Guidelines for stitching data

It is recommend that you stitch the events of a user across a common id when possible. For example, you may have user data with “id1” across 10 events. Later, the same user deleted the cookie id and is recorded as “id2” across next 20 events. If you know that id1 and id2 correspond to same user, the best practice is to stitch all 30 events with a common id.

If this is not possible, you should treat each set of events as a different user when creating your model input data. This ensures the best results during model training and scoring.

Workflow summary

The preparation process varies depending on whether your data is stored in Adobe Experience Platform or externally. This section summarizes the necessary steps you need to take, given either scenario.

External data preparation

If your data is stored outside of Experience Platform, you need to map your data to the required and relevant fields in a Consumer ExperienceEvent schema. This schema can be augmented with custom field groups to better capture your customer data. Once mapped, you can create a dataset using your Consumer ExperienceEvent schema and ingest your data to Platform. The CEE dataset can then be selected when configuring an Intelligent Service.

Depending on the Intelligent Service you wish to use, different fields may be required. Note that it is a best practice to add data to a field if you have the data available. To learn more about the required fields, visit the Attribution AI or Customer AI data requirements guide.

Adobe Analytics data preparation

Customer AI and Attribution AI natively support Adobe Analytics data. To use Adobe Analytics data, follow the steps outlined in the documentation to set up an Analytics source connector.

Once the source connector is streaming your data into Experience Platform, you are able to select Adobe Analytics as a data source followed by a dataset during your instance configuration. All of the required schema field groups and individual fields are automatically created during the connection set up. You do not need to ETL (Extract, Transform, Load) the datasets into the CEE format.
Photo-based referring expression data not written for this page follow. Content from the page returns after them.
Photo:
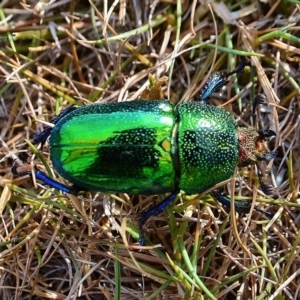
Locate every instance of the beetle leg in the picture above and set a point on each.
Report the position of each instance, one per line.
(242, 206)
(153, 211)
(42, 137)
(218, 80)
(46, 179)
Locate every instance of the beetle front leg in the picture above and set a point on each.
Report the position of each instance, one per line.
(153, 211)
(42, 137)
(47, 180)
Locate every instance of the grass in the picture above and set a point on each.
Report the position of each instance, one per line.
(59, 246)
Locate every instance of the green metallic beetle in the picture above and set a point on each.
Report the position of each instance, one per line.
(153, 147)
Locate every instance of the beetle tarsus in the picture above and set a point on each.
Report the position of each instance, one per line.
(242, 206)
(216, 81)
(153, 211)
(46, 179)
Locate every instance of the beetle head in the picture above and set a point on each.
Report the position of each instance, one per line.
(254, 145)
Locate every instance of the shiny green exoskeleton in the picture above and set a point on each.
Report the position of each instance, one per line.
(150, 147)
(145, 147)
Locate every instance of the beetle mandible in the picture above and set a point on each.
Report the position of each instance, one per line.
(151, 147)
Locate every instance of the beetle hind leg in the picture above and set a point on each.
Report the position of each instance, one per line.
(153, 211)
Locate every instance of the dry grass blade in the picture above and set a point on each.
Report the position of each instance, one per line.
(58, 53)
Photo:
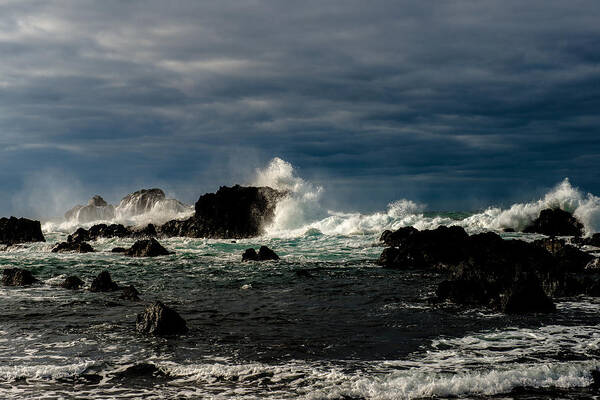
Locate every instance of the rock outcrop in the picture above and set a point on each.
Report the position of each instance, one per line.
(507, 275)
(147, 248)
(20, 230)
(158, 319)
(17, 277)
(72, 283)
(103, 283)
(231, 212)
(555, 222)
(264, 254)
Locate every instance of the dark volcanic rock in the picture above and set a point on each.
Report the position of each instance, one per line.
(147, 248)
(20, 230)
(158, 319)
(555, 222)
(72, 282)
(17, 277)
(76, 247)
(250, 255)
(130, 293)
(231, 212)
(103, 283)
(264, 254)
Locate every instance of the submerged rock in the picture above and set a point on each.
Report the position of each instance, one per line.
(20, 230)
(103, 283)
(230, 213)
(556, 222)
(264, 254)
(75, 247)
(17, 277)
(147, 248)
(158, 319)
(130, 293)
(72, 282)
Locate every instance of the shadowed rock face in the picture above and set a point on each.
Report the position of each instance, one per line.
(17, 277)
(158, 319)
(103, 283)
(556, 222)
(231, 212)
(20, 230)
(147, 248)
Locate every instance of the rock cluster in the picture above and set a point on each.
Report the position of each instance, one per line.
(508, 275)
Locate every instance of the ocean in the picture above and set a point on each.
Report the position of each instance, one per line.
(323, 322)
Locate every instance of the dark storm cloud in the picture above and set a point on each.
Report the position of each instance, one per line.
(380, 100)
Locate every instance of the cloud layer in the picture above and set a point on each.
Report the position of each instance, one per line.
(456, 104)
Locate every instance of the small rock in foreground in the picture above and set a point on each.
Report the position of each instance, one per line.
(17, 277)
(158, 319)
(72, 282)
(147, 248)
(103, 283)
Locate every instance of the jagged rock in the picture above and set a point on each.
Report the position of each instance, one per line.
(148, 231)
(158, 319)
(17, 277)
(556, 222)
(250, 255)
(264, 254)
(20, 230)
(76, 247)
(147, 248)
(103, 283)
(72, 282)
(130, 293)
(231, 212)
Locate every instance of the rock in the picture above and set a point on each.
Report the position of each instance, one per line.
(250, 255)
(20, 230)
(555, 222)
(17, 277)
(264, 254)
(230, 213)
(158, 319)
(147, 248)
(148, 231)
(526, 296)
(72, 282)
(103, 283)
(130, 293)
(76, 247)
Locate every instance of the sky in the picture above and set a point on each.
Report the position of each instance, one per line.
(455, 104)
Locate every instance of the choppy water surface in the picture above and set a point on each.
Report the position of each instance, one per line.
(322, 323)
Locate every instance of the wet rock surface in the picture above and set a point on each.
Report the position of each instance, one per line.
(160, 320)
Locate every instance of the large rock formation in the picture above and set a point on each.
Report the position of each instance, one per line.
(147, 248)
(555, 222)
(508, 275)
(158, 319)
(17, 277)
(231, 212)
(20, 230)
(96, 210)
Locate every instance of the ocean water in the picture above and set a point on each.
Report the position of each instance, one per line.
(324, 322)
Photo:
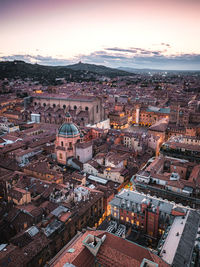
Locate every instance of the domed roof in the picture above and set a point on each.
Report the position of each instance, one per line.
(68, 130)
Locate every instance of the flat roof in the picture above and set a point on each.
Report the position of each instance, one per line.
(97, 179)
(172, 241)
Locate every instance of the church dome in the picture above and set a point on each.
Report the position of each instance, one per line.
(68, 129)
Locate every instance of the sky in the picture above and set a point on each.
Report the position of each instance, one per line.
(158, 34)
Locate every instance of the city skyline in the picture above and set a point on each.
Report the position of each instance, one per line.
(138, 34)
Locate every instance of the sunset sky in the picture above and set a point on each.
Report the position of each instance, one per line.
(163, 34)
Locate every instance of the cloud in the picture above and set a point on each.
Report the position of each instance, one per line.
(145, 59)
(120, 57)
(43, 60)
(164, 44)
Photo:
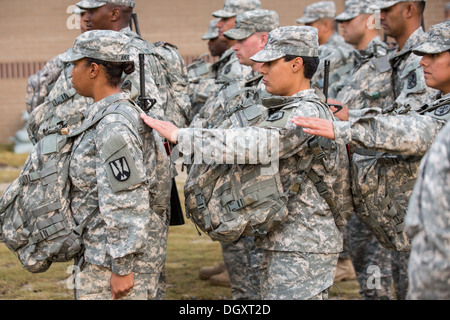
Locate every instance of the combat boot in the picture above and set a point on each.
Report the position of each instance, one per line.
(222, 279)
(344, 270)
(207, 272)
If you compare the data flown through the Adobe Analytics source connector onto Adobe Experience Platform with Adobe Analytics data, you may notice some discrepancies. The Analytics Source connector might drop rows during the transformation to an Experience Data Model (XDM) schema. There can be multiple reasons for the whole row to be unfit for transformation which include missing timestamps, missing personIDs, invalid or large person IDs, invalid analytic values, and more.

For more information and examples, visit the documentation for comparing Adobe Analytics and Customer Journey Analytics data. This article is designed to help you diagnose and solve for those differences so that you and your team can use Adobe Experience Platform data for Intelligent Services unimpeded by concerns about data integrity.

In Adobe Experience Platform Query Services, run the following Total Records between start and end timestamp by channel.typeAtSource query to find the count by marketing channels.

       Count(_id) AS Records
FROM  df_hotel
WHERE timestamp>=from_utc_timestamp('2021-05-15','UTC')
        AND timestamp<from_utc_timestamp('2022-01-10','UTC')
        AND timestamp IS NOT NULL
        AND enduserids._experience.aaid.id IS NOT NULL
GROUP BY channel.typeAtSource
IMPORTANT
The Adobe Analytics connector takes up to four weeks to backfill data. If you recently set up a connection you should verify that the dataset has the minimum length of data required for Customer or Attribution AI. Please review the historical data sections in Customer AI or Attribution AI, and verify you have enough data for your prediction goal.